Entreprise en difficulté : quelles sont les mesures indiquées par la loi ?

Entreprise en difficulté : quelles sont les mesures indiquées par la loi ?

Selon les chiffres, il n’y a pas moins de 50 000 entreprises par an qui ont des difficultés financières. Et une forte majorité d’entre elles mettent la clé sous la porte faute de solutions. Cependant, la juridiction prévoit quelques issues pour essayer de rehausser les sociétés qui sont dans le rouge. Dans cet article, nous allons revoir quelques-uns de ces droits bénéficiés par une entreprise en difficulté.

La prévention : une nécessité imposée par la loi

La mise en place d’un dispositif d’alerte est importante pour une entreprise. Et cela, dans le but de surveiller le chiffre d’affaires d’un groupe qui ne doit pas dépasser un certain seuil. En d’autres termes, un tel mécanisme est à disposition des entreprises en difficulté en Belgique pour donner l’opportunité à son dirigeant de pouvoir intervenir à temps.
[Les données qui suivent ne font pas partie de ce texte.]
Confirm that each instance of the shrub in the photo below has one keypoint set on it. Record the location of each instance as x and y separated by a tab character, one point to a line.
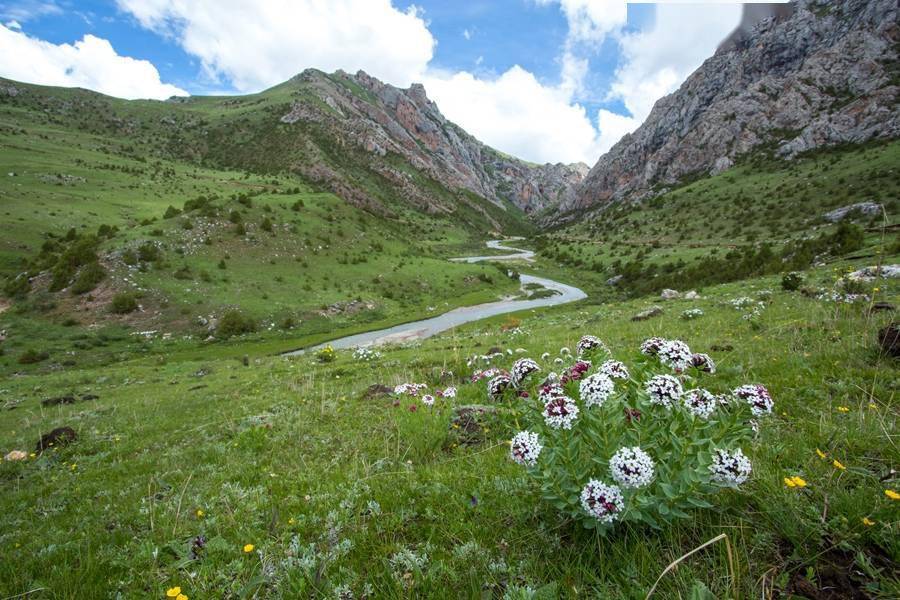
89	278
18	286
123	303
647	446
32	356
234	322
791	282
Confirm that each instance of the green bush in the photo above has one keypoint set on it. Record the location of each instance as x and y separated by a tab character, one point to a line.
123	303
234	322
32	356
89	278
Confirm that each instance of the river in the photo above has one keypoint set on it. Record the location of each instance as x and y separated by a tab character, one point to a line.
418	330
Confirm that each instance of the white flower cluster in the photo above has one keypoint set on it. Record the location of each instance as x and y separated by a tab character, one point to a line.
525	448
498	385
703	362
410	389
614	370
757	396
485	374
589	343
365	354
595	389
700	403
730	468
650	346
560	412
601	501
675	354
631	467
664	390
521	369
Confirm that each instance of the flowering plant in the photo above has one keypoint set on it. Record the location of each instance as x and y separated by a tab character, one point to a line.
645	443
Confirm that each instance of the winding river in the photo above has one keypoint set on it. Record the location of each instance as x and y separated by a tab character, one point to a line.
418	330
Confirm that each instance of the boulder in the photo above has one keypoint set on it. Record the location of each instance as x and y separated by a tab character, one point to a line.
61	436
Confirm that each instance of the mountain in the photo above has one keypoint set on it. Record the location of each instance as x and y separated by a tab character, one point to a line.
825	73
379	147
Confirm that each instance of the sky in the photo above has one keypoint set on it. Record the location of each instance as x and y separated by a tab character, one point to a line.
544	80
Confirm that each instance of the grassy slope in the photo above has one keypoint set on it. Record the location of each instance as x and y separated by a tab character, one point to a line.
775	202
284	454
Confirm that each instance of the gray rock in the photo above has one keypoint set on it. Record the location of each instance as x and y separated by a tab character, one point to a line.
653	311
865	208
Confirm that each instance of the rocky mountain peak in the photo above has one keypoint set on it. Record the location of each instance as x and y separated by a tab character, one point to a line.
812	74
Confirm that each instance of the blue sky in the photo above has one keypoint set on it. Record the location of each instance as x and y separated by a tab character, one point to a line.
547	80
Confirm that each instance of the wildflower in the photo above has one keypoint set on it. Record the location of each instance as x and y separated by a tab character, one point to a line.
560	412
521	369
757	396
675	354
589	343
730	468
651	346
700	403
525	448
614	370
631	467
601	501
795	482
703	362
664	390
596	389
497	385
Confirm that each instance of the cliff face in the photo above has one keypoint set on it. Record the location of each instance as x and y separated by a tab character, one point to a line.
359	110
824	73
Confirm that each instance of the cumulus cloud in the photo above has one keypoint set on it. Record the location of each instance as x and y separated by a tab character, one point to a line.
90	63
258	44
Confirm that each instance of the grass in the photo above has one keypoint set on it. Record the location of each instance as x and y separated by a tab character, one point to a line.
287	455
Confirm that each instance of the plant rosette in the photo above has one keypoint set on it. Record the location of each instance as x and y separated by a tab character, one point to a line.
604	451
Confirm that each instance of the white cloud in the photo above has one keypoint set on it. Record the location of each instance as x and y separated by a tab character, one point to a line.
258	44
656	61
517	114
91	63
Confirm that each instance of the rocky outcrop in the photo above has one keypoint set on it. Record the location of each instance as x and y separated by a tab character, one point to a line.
823	73
383	120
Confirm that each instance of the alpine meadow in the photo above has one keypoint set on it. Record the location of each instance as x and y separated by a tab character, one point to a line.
318	340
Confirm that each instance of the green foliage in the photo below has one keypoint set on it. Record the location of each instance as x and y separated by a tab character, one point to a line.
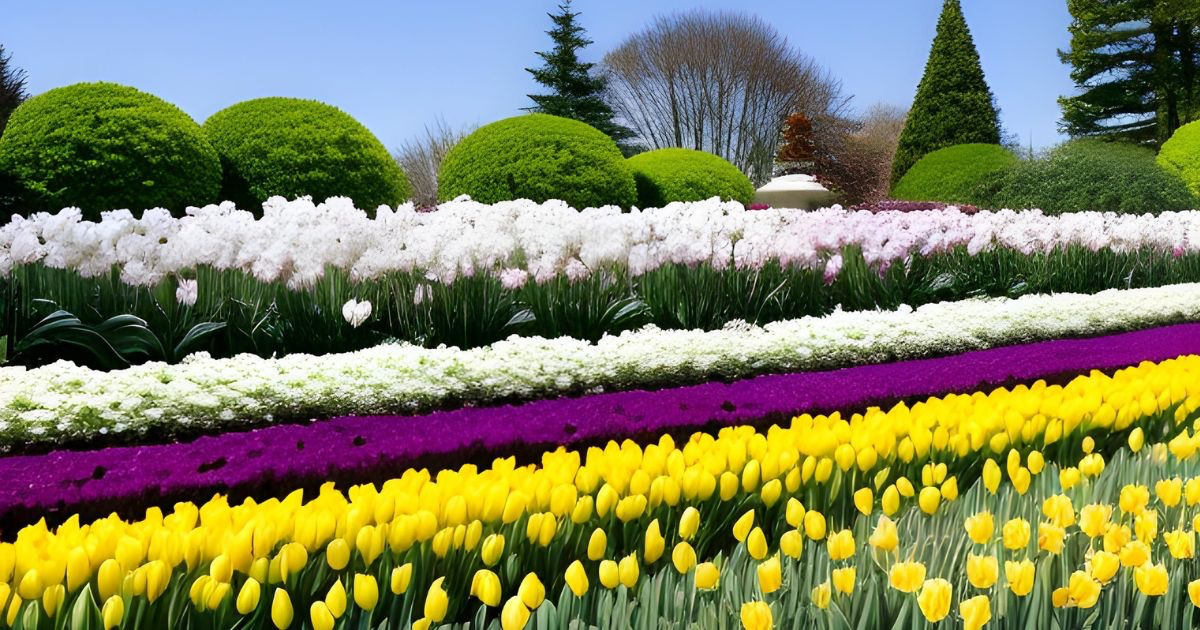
293	147
576	93
666	175
953	174
1181	155
953	102
1134	64
102	147
1089	175
538	157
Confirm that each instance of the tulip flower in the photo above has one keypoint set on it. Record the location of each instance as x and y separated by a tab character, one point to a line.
935	599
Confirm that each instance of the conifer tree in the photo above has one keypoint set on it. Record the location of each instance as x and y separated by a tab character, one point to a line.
953	102
575	91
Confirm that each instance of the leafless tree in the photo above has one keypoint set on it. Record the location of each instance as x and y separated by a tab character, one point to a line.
718	82
421	157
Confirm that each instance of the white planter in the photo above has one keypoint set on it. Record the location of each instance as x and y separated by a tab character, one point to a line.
793	191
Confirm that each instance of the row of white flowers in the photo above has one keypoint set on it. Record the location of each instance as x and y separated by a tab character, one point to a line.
295	241
63	399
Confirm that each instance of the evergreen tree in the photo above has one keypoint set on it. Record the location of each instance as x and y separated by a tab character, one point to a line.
12	88
575	91
953	102
1135	66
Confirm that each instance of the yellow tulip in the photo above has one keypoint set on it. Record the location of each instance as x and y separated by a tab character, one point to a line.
1083	591
756	616
886	537
492	549
822	594
1019	576
515	615
598	544
976	612
707	576
610	574
436	601
771	575
1151	580
654	543
577	579
1104	565
844	580
281	609
249	597
112	613
628	570
337	555
841	545
981	528
935	599
982	570
906	576
401	577
929	499
814	525
864	501
689	523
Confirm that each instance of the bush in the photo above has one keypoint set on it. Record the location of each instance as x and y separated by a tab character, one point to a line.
293	147
1087	175
538	157
1181	155
669	175
102	147
953	174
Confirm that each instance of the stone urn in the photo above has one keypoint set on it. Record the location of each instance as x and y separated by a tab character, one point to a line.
802	192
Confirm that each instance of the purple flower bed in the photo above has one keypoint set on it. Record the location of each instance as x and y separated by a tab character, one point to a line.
275	460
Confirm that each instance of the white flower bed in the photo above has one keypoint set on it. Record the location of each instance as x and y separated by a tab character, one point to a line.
294	241
65	400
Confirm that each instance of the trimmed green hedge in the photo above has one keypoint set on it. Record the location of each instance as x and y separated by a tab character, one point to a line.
293	147
1181	155
1089	174
102	147
538	157
953	174
666	175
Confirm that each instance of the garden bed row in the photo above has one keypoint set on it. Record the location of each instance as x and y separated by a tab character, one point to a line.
359	449
63	403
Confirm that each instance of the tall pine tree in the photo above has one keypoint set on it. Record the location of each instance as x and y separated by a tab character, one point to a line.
1135	66
12	88
575	91
953	102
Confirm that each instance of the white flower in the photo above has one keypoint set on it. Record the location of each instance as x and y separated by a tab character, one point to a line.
186	292
357	312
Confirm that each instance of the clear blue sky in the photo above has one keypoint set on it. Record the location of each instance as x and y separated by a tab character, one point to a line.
396	65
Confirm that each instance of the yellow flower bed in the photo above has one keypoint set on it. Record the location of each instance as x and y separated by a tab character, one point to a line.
591	528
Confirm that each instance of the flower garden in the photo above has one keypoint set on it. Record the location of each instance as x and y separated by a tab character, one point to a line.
247	379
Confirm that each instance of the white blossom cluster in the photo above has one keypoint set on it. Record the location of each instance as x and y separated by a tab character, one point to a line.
65	400
295	241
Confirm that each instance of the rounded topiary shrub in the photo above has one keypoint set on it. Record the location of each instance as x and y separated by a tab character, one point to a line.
1087	174
666	175
293	147
538	157
102	147
952	174
1181	155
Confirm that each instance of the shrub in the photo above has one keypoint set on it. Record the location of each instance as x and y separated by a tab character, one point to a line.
1087	175
666	175
293	147
101	147
538	157
952	174
1181	155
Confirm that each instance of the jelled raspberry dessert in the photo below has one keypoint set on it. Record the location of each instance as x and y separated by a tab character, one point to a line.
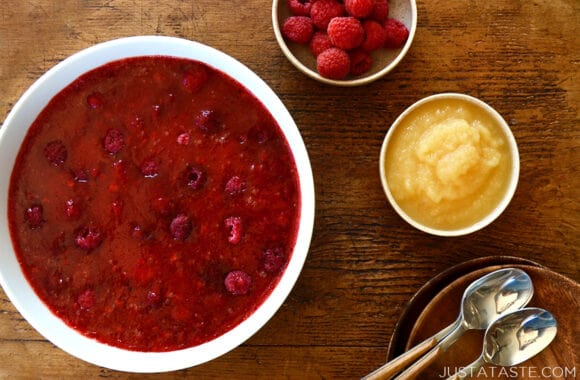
154	204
Le principal scénario à éviter étant la cessation de paiements, la trésorerie va donc être au centre de l’attention. Pour ce faire, il est donc important d’effectuer un partenariat avec un groupe comptable. A ce propos, les comptables à Saint-Gilles inscrivent dans leur service une analyse de la trésorerie pour éviter qu’une entreprise ne ferme. En effet, quand une entreprise coule, les principales victimes sont les salariés. Sans parler des pertes concernant la valeur ajoutée et des ressources fiscales qui ne sont pas tolérées par l’Etat.
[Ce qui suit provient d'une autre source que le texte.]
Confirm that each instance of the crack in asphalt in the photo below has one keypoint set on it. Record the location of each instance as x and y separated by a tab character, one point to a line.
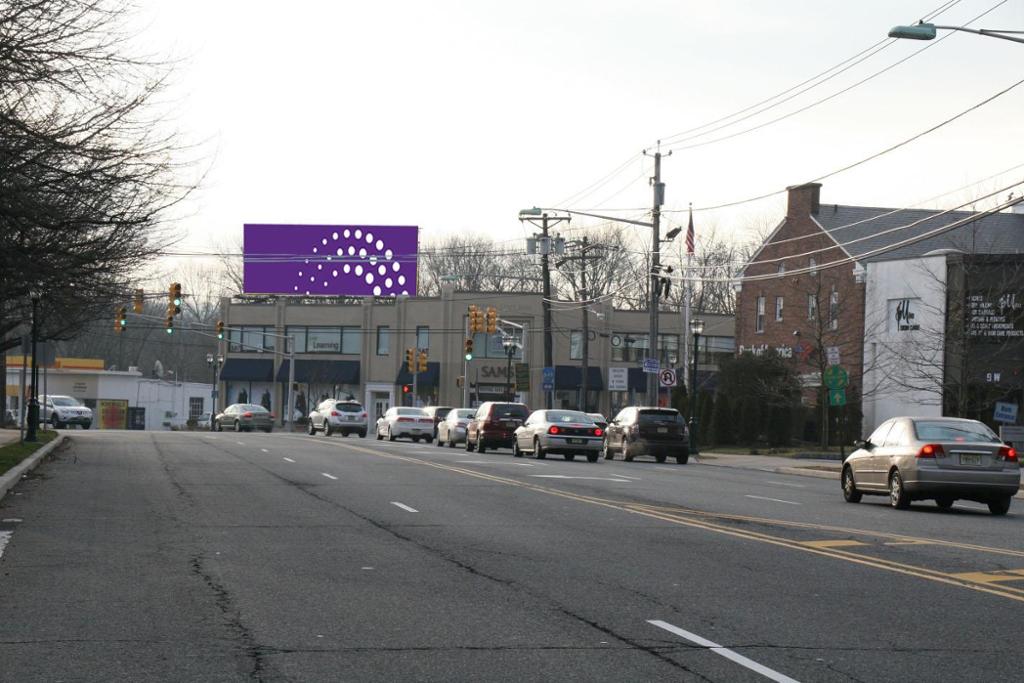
508	583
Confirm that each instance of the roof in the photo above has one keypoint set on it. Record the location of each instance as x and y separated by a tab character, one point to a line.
862	230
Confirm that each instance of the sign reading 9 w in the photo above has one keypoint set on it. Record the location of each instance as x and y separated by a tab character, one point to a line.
330	260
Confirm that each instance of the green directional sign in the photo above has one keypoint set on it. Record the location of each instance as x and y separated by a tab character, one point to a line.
836	378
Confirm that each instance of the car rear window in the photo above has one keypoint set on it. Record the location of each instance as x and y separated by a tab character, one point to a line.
659	417
509	411
971	432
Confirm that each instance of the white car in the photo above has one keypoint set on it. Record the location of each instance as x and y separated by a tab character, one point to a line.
452	429
332	416
66	411
412	423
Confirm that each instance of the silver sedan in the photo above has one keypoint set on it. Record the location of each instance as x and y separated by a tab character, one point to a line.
943	459
452	429
567	432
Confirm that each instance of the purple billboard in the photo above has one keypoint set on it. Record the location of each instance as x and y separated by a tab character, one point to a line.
330	260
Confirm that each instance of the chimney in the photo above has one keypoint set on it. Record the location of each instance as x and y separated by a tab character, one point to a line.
804	199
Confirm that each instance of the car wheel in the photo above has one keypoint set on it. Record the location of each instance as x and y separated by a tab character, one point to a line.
897	495
540	453
850	493
999	506
608	453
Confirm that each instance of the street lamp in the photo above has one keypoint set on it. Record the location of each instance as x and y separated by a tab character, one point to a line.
696	328
924	31
510	346
30	434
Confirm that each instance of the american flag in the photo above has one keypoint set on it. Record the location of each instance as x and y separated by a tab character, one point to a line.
689	233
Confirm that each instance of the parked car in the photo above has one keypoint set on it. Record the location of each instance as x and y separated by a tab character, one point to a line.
941	459
647	431
566	432
332	415
244	417
438	413
66	411
406	422
452	429
495	425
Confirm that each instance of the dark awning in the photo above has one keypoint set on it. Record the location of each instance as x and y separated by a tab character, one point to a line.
428	378
569	378
322	372
247	370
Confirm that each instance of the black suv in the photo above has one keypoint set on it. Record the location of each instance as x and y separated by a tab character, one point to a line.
647	431
495	425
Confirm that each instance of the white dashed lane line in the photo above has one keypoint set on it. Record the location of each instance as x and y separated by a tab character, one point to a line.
736	657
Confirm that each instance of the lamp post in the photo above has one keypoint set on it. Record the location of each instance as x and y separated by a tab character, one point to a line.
696	327
31	432
924	31
215	361
510	347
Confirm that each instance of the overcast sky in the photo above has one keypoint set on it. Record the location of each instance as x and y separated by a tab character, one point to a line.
453	116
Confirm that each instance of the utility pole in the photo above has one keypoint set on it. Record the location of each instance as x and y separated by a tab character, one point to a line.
655	264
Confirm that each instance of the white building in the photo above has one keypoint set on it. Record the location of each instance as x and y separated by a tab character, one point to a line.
120	399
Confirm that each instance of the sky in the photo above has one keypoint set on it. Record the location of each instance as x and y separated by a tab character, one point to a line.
454	116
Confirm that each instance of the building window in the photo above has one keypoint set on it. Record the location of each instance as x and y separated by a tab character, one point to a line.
576	345
383	340
631	346
834	309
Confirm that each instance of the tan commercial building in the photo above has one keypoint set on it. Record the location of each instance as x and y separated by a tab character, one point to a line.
356	347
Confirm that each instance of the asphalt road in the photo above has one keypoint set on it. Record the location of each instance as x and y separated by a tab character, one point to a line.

Donc, pour une entreprise mal en point, un entretien de prévention peut avoir lieu entre un juge et un dirigeant d’entreprise. L’objectif de cet entretien est d’avertir le chef d’entreprise concernant l’état financier de son commerce. Aussi, c’est pour mettre à sa connaissance les actions correctives qui peuvent être exécutées.

Dans le cas où l’entreprise ne peut plus se redresser

L’état de santé financier d’une entreprise peut être perçu depuis différents clignotants économiques. On peut par exemple citer quelques cas comme le rallongement de la durée du crédit et l’accumulation des dettes. Ces deux cas sont des exemples parmi tant d’autres qui prouvent la dégradation financière d’un groupe.
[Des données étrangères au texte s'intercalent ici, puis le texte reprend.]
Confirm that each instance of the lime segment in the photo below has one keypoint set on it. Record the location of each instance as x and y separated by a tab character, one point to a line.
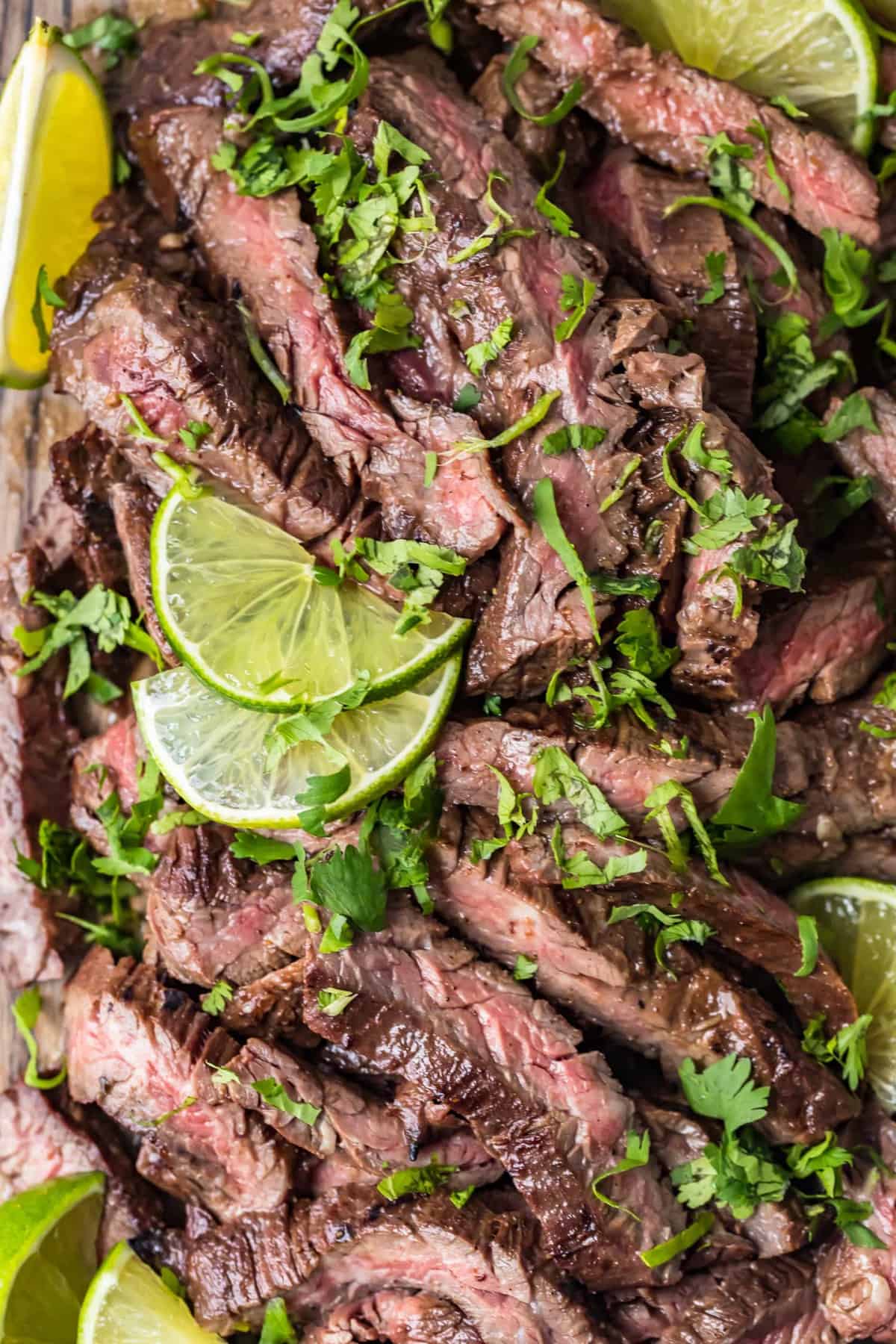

Et dans le cas d’une cessation de paiements, un tribunal va désigner un mandataire ad hoc qui prendra en charge le règlement de litiges. Aussi, ce mandataire tentera d’obtenir une conciliation entre l’entreprise en difficulté et le tribunal. Cela peut se traduire par l’abandon des créances ou encore l’allongement du délai de paiement. En l’absence d’un compromis, des procédures judiciaires vont donc être inévitables. Il est donc important qu’une entreprise se résous à faire appel à des comptables pour évaluer leur trésorerie. Un groupe de comptables à Saint-Gilles peut en effet aider une entreprise à effectuer un redressement judiciaire ou une liquidation judiciaire. Ou mieux, essayer d’obtenir une procédure de conciliation auprès du tribunal grâce à quelques dossiers comptables.